17. Do you think that Sufism is the reform that Islam needs for the 21st century?
Reply — We see Muslim lands as requiring political and social reform in which Sufis typically assume a leading role. The question is a delicate one, as indicated in 15 above.
18. How do you counteract the attitude that some other Muslims may hold that Sufis aren’t “real Muslims”?
Reply — To emphasize, with words when attacked in words, in arms when attacked by arms. We do not surrender. Considering that in the Balkans and in Iraq and Syria millions of Sufis are on the front lines defending Islam, any claim that we are not authentic believers is, frankly, absurd.
19. Is Sufism frowned upon by other forms of Islam because they don’t prioritize things such as visiting Mecca, praying 5 times per day, and reading the Quran in their free time?
Reply — Sufis do not have free time. We are God’s servants. We love visiting Makkah al-Mukarramah,on hajj and whenever else we can, many of us pray 6 times daily beginning with the predawn prayer, and we read Qur’an continually. I always have a copy of the holy book with me.
20. What made you want to be a Sufi? Is there one specific reason and if so what is it?

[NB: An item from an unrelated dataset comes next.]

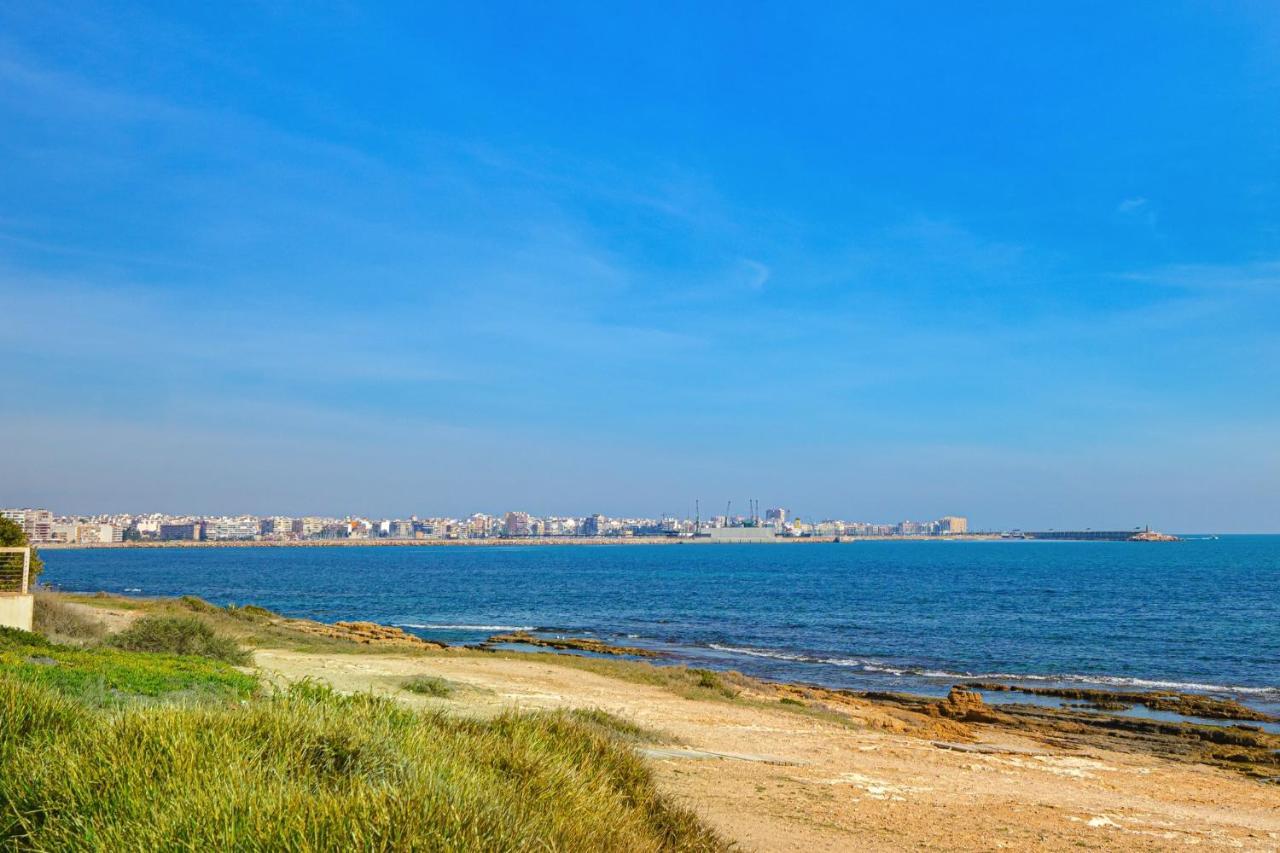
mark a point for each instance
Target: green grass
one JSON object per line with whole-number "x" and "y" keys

Reply — Fifty years ago, at 18, I read the great Catalonian Catholic mystic, blessed Raimon Llull, who modeled some of his best writing about religion on Sufism as he knew it in medieval Spain. I understood instantly that this was something I wished to know. Sufism represents a bridge between believers.
21. I would like to know if Sufi women wear hijab? If they do, is it because of some verses in the Quran or is it for a different reason?
Reply — Our millions of Alevi-Bektashi mothers and sisters in the Balkans and Turkey do not conceal their feminine power. They dress as ordinary women do in the West.
22. My question is who came up with turning for Sufism? And where did it come from?
Reply — Turning was introduced, as far as I know, by Jalalud’din Rumi.
23. Do you celebrate Rumi’s birthday? If so how?
Reply — I do not do so personally but would participate in such a celebration if invited.
24. Are there dietary restrictions on Sufis?
Reply — Islamic Sufis follow an Islamic diet. Some Sufis drink alcohol. Some have additional dietary prohibitions, such as a bar on eating rabbit.
25. One question we have is, why did you choose to be a Sufi over studying Islam? What drew you towards Sufism?
Reply — I did not choose Sufism over Islamic study. I pursue both, as most Islamic Sufis do. I was drawn to Sufism in a quest for transcendance.
26. Where would a non-Sufi go to learn more about Sufi practices and beliefs?
Reply — Depending on the country, one might simply visit a mosque. In some, a visit to a Sufi shrine would work.
27. When you were growing up did you grow up Sufi?
Reply — No. I am a recovering atheist.
28. What is the greatest misconception about Sufism? Do people (namely North Americans) even know about Sufism?
Reply — First, that we spend all our time spinning and in out-of-body experiences. Second, Sufism has always been and will always be misunderstood, along with most Christian mysticism and Jewish kabbalah. All Muslims know about Sufism.
29, How long does it take to master the dance???
Reply — Requirements for mastery differ among Sufi orders.
30. What is considered a sin in Sufism and what is the punishment, if any?
Reply — Mainstream Muslims including most Sufis are not sin-hunters. Allah alone judges.
31. What do Dervishes actually experience while spinning? Are they conscious or unconscious?
Reply — In the dance, we achieve heightened awareness. I have had many such experiences. I cannot draw a strict line between conscious and unconscious in these glimpses of the divine.
32. Are women required to wear hijabs or burkas in Sufism?
Reply — In Alevism-Bektashism, never. Many non Muslims fail to grasp that female cover is debated in Islam.
Schwartz Note — Mr. Soden, thanks very much for this opportunity and for your honor to Saul Bellow, whom I love. You are an excellent teacher, which is a high title in Islam. With many selams to all!